1. Men in Black (1997)
It’s typical Hollywood math: take what worked before, mix it up a little bit, and hope it works again. In the case of “Men in Black,” it’s clear that some studio executives saw “Will Smith + aliens” and figured that the two went together like peanut butter and chocolate the year before, so why not repeat the formula? The irony is that “Men in Black” is far from being any sort of “Independence Day” clone; on the contrary, it may be the anti-“Independence Day,” as it espouses continued diplomacy and charity between humanity and other species within the universe. Although the premise of the film (especially the title) is drawing from material like comic books (the movie based on Lowell Cunningham’s series of the same name) and rampant conspiracy theories about secret government employees looking to cover up the existence of extraterrestrials, the world of “Men in Black” is one that keeps unfolding to discover new ideas. It is, for lack of a better comparison, the “Star Trek” to “Independence Day’s” “Star Wars.”

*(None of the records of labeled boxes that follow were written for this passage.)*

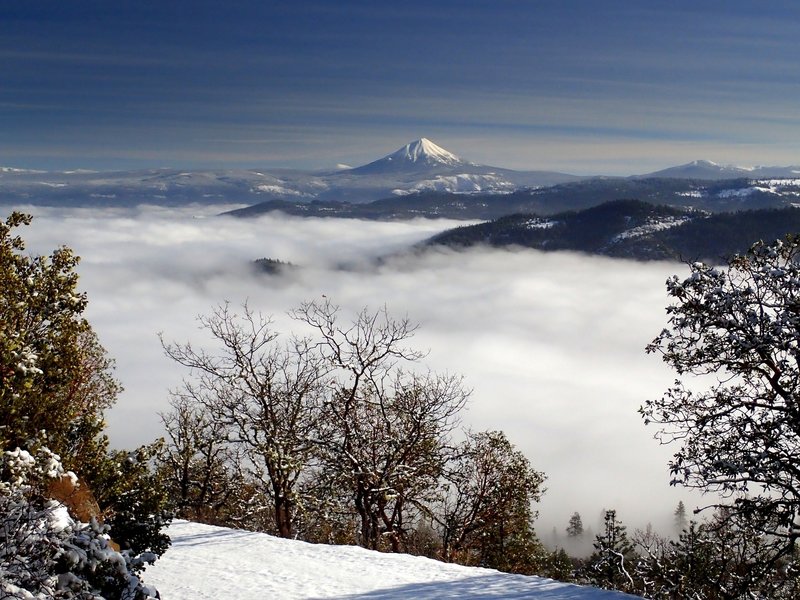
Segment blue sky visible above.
[0,0,800,174]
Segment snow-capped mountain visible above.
[0,138,580,206]
[637,160,800,180]
[351,138,468,174]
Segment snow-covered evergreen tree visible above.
[0,447,156,600]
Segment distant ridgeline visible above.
[228,177,800,220]
[424,200,800,262]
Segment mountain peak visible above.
[394,138,464,166]
[353,137,470,173]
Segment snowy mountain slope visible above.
[427,200,800,262]
[145,521,633,600]
[0,138,580,206]
[637,160,800,181]
[350,138,478,174]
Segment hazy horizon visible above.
[0,0,800,175]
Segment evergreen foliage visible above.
[0,212,169,598]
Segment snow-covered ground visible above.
[145,521,633,600]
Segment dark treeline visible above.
[0,213,800,600]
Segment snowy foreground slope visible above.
[145,521,633,600]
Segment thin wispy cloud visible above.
[0,0,800,174]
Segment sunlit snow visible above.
[144,521,633,600]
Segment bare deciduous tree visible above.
[162,304,325,537]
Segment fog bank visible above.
[17,207,699,541]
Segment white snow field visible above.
[144,521,634,600]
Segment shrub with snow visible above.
[0,448,156,600]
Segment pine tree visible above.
[567,512,583,538]
[586,510,634,591]
[673,500,689,533]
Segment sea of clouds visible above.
[15,206,703,541]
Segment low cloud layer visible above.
[17,207,702,540]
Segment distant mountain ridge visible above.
[0,137,800,209]
[350,138,468,174]
[423,200,800,263]
[635,160,800,181]
[0,138,580,206]
[223,178,800,220]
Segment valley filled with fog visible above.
[22,206,702,542]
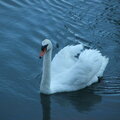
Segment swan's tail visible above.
[98,56,109,77]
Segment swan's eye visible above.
[41,45,48,51]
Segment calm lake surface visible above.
[0,0,120,120]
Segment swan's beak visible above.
[39,45,47,58]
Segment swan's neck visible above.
[40,49,52,93]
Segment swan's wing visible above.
[51,44,83,76]
[52,50,108,92]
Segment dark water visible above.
[0,0,120,120]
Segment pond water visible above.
[0,0,120,120]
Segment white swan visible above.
[40,39,109,94]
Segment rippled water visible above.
[0,0,120,120]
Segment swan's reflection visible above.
[40,94,51,120]
[40,89,102,120]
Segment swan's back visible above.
[51,44,83,75]
[51,45,109,93]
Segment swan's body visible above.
[40,39,109,94]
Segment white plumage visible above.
[41,40,109,94]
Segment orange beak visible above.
[39,47,47,58]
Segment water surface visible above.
[0,0,120,120]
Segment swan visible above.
[40,39,109,94]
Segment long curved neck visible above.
[40,49,52,93]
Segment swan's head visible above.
[40,39,52,57]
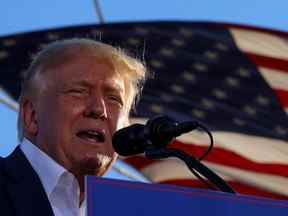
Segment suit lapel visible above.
[5,146,53,216]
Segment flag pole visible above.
[94,0,104,24]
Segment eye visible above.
[107,95,123,107]
[68,88,88,95]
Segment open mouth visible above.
[76,130,105,143]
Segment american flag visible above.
[0,22,288,199]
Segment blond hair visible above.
[18,38,147,141]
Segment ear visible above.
[21,99,38,136]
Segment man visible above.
[0,39,146,216]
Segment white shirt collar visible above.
[20,138,68,197]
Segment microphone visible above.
[112,116,198,156]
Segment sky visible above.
[0,0,288,178]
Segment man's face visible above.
[27,54,125,175]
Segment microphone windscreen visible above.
[112,124,145,156]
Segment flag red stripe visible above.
[274,89,288,108]
[125,141,288,177]
[245,52,288,73]
[159,179,288,200]
[171,140,288,177]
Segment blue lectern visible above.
[86,176,288,216]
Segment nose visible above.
[85,94,107,120]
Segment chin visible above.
[80,153,116,177]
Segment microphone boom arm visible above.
[145,147,236,194]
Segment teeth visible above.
[77,130,104,142]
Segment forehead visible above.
[45,53,123,86]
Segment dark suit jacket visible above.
[0,146,53,216]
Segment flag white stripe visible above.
[131,118,288,165]
[178,131,288,165]
[141,159,288,195]
[258,67,288,91]
[230,27,288,60]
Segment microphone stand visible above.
[145,146,236,194]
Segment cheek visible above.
[108,106,126,132]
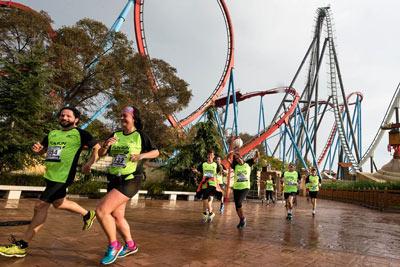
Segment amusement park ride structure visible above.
[0,0,400,182]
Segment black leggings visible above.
[233,188,249,211]
[265,190,274,200]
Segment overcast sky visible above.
[20,0,400,170]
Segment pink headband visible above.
[123,107,135,117]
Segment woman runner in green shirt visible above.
[227,150,260,229]
[96,107,159,264]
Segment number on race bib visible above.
[46,146,62,162]
[111,154,128,168]
[204,171,214,178]
[237,173,247,182]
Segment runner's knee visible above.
[53,198,64,209]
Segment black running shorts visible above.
[233,188,249,210]
[309,191,318,198]
[40,179,67,203]
[107,175,143,198]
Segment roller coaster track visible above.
[222,88,300,168]
[0,0,56,38]
[319,8,360,172]
[317,92,364,166]
[134,0,234,128]
[360,84,400,166]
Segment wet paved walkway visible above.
[0,198,400,267]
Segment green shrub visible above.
[0,173,46,186]
[322,181,400,190]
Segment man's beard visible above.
[60,122,74,129]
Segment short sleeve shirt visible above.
[41,128,97,184]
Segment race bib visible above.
[111,154,128,168]
[237,173,247,182]
[46,146,62,162]
[204,171,214,178]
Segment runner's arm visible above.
[81,144,100,174]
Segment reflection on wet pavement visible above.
[0,198,400,266]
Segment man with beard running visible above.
[0,106,100,257]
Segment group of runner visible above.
[0,106,159,265]
[281,162,322,220]
[0,106,321,265]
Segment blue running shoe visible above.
[100,245,124,265]
[118,243,139,258]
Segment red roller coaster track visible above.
[0,1,56,38]
[222,88,300,168]
[134,0,234,128]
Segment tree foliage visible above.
[164,107,225,185]
[107,54,192,147]
[0,7,52,64]
[50,19,133,109]
[0,8,192,170]
[0,52,54,171]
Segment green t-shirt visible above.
[199,162,219,189]
[283,171,299,193]
[42,128,97,184]
[265,179,274,191]
[231,159,255,190]
[108,130,157,180]
[217,164,226,184]
[306,175,321,192]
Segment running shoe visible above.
[118,243,139,258]
[207,212,215,223]
[0,235,27,258]
[201,213,208,223]
[237,217,246,229]
[82,210,96,230]
[100,245,124,265]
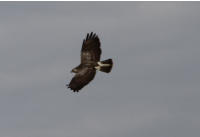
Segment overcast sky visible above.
[0,2,200,137]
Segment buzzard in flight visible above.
[67,32,113,92]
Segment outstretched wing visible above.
[81,32,101,64]
[68,67,96,92]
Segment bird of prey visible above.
[67,32,113,92]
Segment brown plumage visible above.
[67,32,113,92]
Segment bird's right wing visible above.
[68,67,96,92]
[81,32,101,63]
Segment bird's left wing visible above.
[68,67,96,92]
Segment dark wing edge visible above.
[67,68,96,92]
[81,32,101,63]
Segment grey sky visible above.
[0,2,200,137]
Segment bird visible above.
[66,32,113,92]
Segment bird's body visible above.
[68,32,113,92]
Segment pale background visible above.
[0,2,200,137]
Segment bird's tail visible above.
[95,59,113,73]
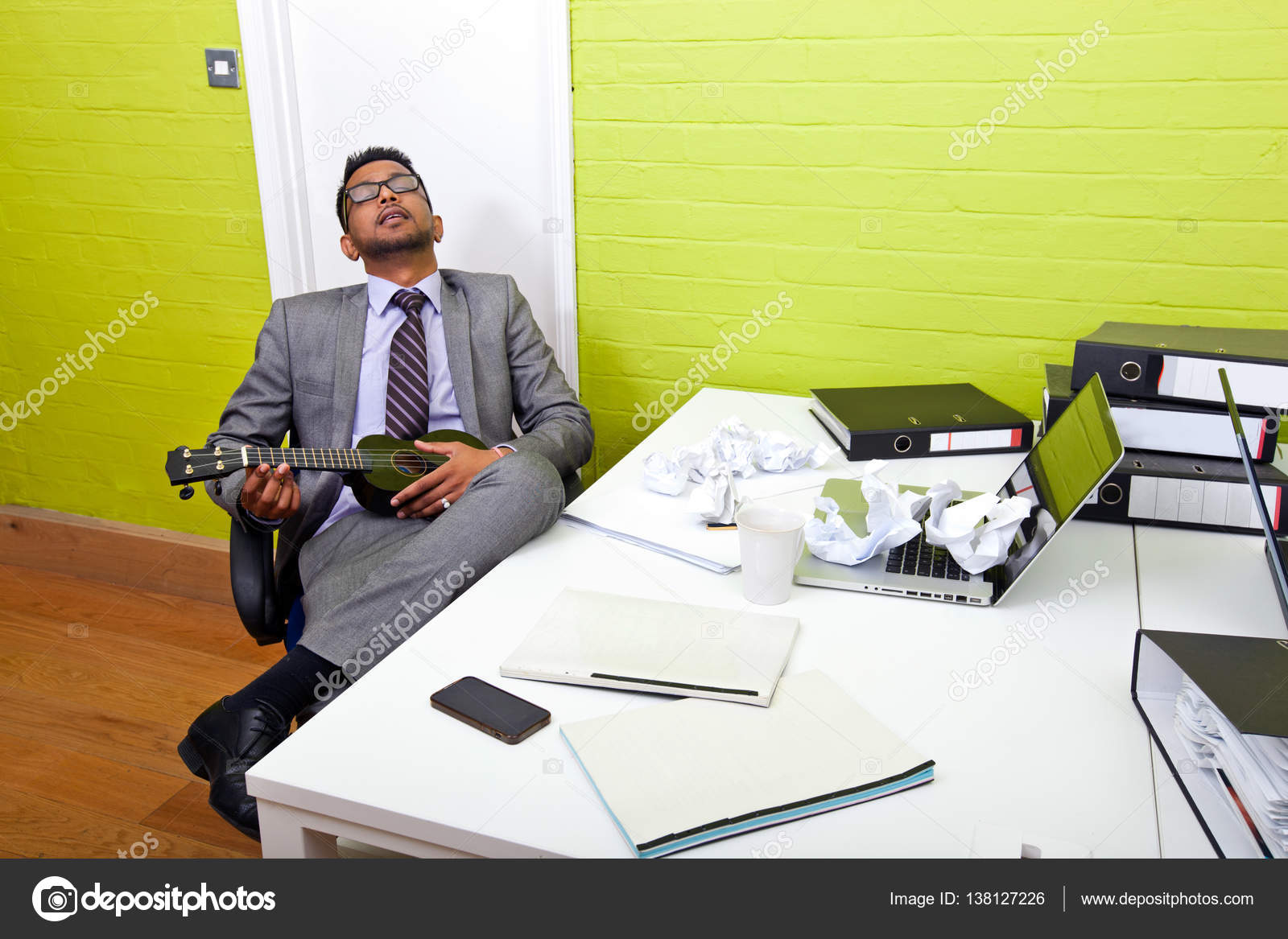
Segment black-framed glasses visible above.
[344,173,434,227]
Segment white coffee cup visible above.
[734,504,805,607]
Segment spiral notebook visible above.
[501,589,800,707]
[559,671,935,858]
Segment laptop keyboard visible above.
[886,532,970,581]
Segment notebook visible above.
[559,671,935,858]
[501,590,800,707]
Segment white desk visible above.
[247,389,1159,858]
[1136,525,1286,858]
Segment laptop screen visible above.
[997,375,1123,595]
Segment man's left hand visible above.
[389,440,501,518]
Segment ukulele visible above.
[165,430,487,515]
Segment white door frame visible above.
[237,0,580,390]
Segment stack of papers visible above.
[1176,677,1288,858]
[560,671,935,858]
[501,590,800,707]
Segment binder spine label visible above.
[1158,356,1288,408]
[930,427,1024,453]
[1127,476,1283,532]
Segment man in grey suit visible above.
[179,146,594,838]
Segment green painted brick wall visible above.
[0,0,1288,536]
[572,0,1288,473]
[0,0,269,536]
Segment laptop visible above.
[795,375,1123,605]
[1216,369,1288,621]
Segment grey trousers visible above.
[300,451,564,680]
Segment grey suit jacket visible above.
[206,268,594,577]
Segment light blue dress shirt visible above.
[317,270,465,534]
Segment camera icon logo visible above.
[31,877,76,922]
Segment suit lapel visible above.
[331,283,367,450]
[440,276,481,437]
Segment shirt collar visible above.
[367,270,443,315]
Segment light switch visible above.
[206,49,241,88]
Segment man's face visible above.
[340,160,442,260]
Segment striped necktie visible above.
[385,290,429,440]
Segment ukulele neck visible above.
[242,447,374,470]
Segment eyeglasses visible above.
[344,173,434,228]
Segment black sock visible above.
[224,645,337,723]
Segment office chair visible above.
[228,473,582,724]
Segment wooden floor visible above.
[0,564,282,858]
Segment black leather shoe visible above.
[179,698,290,841]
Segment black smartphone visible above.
[429,675,550,743]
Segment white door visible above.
[237,0,577,388]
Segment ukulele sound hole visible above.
[393,450,425,476]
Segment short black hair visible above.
[335,146,434,232]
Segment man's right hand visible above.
[241,463,300,521]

The joyous, insightful, satiric, and clever mixture of the film is due in large part to director Barry Sonnenfeld (who had just come off a pair of similarly insightful “Addams Family” films and Hollywood satire “Get Shorty”) and writer Ed Solomon (he of the subversively optimistic “Bill & Ted” movies), who infuse “Men in Black” with just the right amounts of sweet and sour. That combo can be applied to the movie’s leads, too: Tommy Lee Jones is grumpy, sarcastic perfection as Agent K, while Smith is all fish-out-of-water, wide-eyed wonder as Agent J, the two men lending the increasingly wacky film a mooring that’s much the same as one seen in “Ghostbusters.” “Men in Black” is a movie with a ton of ideas, heart, and wit within it, so much so that it spawned two sequels which, though they don’t reach the heights of this film, remain worthy entries nonetheless. Smith’s appearance in the movie is even more star-powered than “ID4” had been; after all, this is the film that began his semi-tradition of recording an original song for each movie (and to think, he almost wasn’t in this one too!). What “Men in Black” does more than any other sci-fi movie Smith stars in is solidify the actor’s power; when appearing in the genre, Will Smith is out of this world.